I need to process big Excel files. My problem is heap space especially with XLS format. I need to retrieve the file from the database in chuncks.
So far I have the file in the database in chunks of 40kb. I have an Import table (storing general information related to the import, for instance start and end time, data type etc.) and an ImportData table (containing the chunks of data as blobs).
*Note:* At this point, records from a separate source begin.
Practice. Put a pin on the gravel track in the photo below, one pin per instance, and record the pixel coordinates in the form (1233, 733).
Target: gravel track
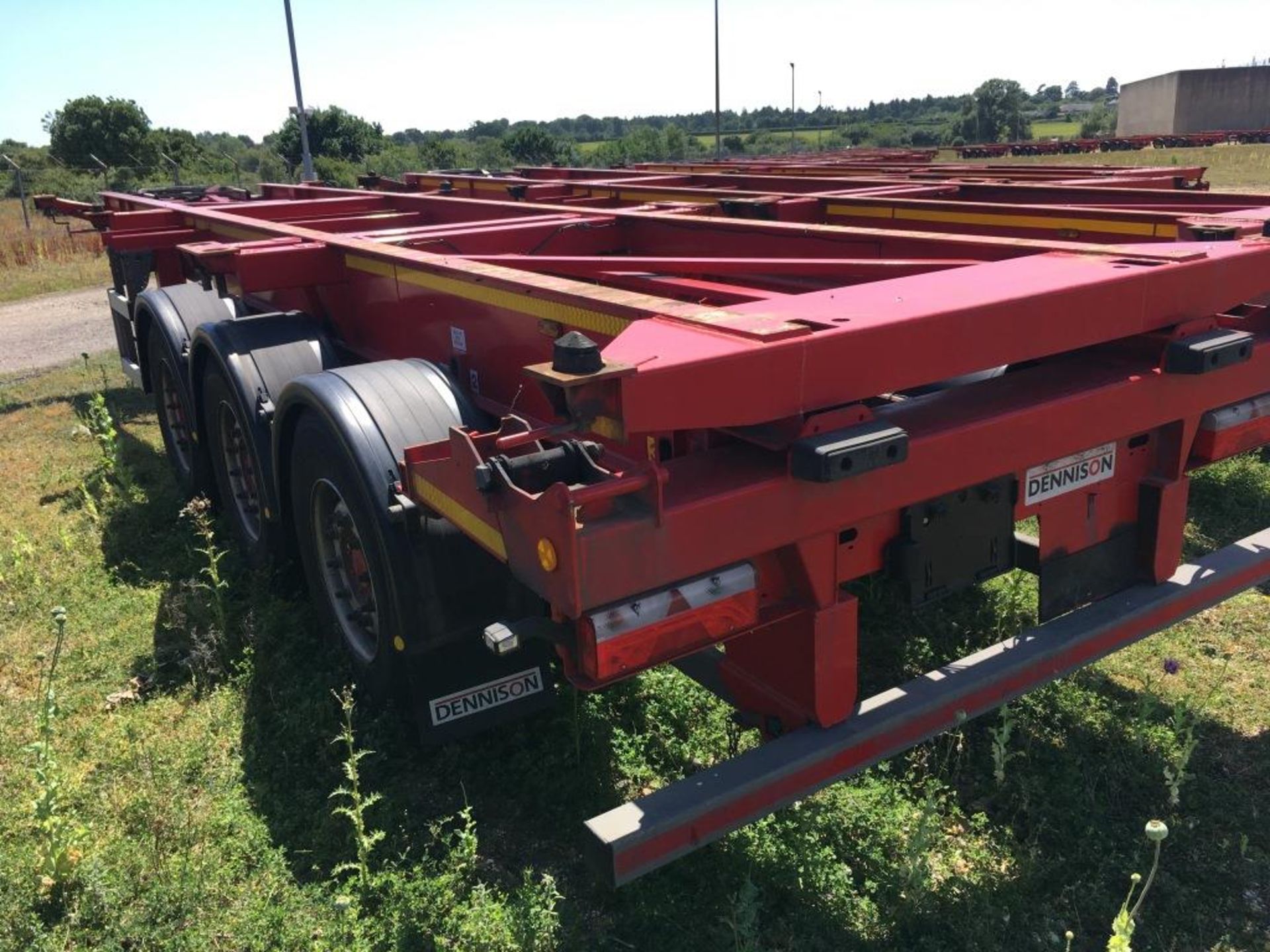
(50, 329)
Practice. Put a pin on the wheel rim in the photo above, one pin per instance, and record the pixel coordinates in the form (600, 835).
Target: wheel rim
(346, 571)
(240, 471)
(175, 416)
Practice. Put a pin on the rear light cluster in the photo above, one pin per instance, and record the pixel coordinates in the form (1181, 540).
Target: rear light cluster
(628, 636)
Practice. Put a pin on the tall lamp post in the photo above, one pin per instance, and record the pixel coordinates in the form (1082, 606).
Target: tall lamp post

I have a one to many relation between Import and ImportData:
Code:
<hibernate-mapping>
<class name="com.company.import.pojos.Import table="IMPORT_TABLE">
<id name="id" type="integer">
<column name="ID" />
<generator class="some.id.generator.IdGenerator"></generator>
</id>
<property name="startTime" type="timestamp">
<column name="START" />
</property>
<property name="endTime" type="timestamp">
<column name="END" />
</property>
<property lazy="false" name="datatzpe" type="com.company.import.enums.ImportDataType">
<column name="DATATYPE" />
</property>
<bag name="importDataList" table="IMPORT_DATA" lazy="true" cascade="all" inverse="false">
<key column="IMPORT_TABLE_ID"/>
<one-to-many class="com.company.import.pojos.ImportData"/>
</bag>
</class>
</hibernate-mapping>
<hibernate-mapping> <class name="com.company.import.pojos.ImportData" table="IMPORT_DATA">
<id name="id" type="integer">
<column name="ID" />
<generator class="some.id.generator.IdGenerator"></generator>
</id>
<property name="importTableID" type="integer">
<column name="IMPORT_TABLE_ID" />
</property>
<property name="data" type="binary">
<column name="DATA" />
</property>
<property name="order" type="integer">
<column name="ORDER" />
</property> </class>
</hibernate-mapping>
I use Hibernate (4.2.3.Final), but even lazy loading in not an option because then I will have the whole list of ImportData objects in memory which is why I get an OutOfMemoryError and I want to avoid that.
Providing more memory is not an option (the application runs on a container that runs other applications as well, and several users might process files at the same time so the heaps space problem will eventually happen), therefore I am looking for a way to always read the next chunk of data and provide it to the stream that is given to the Aspose API.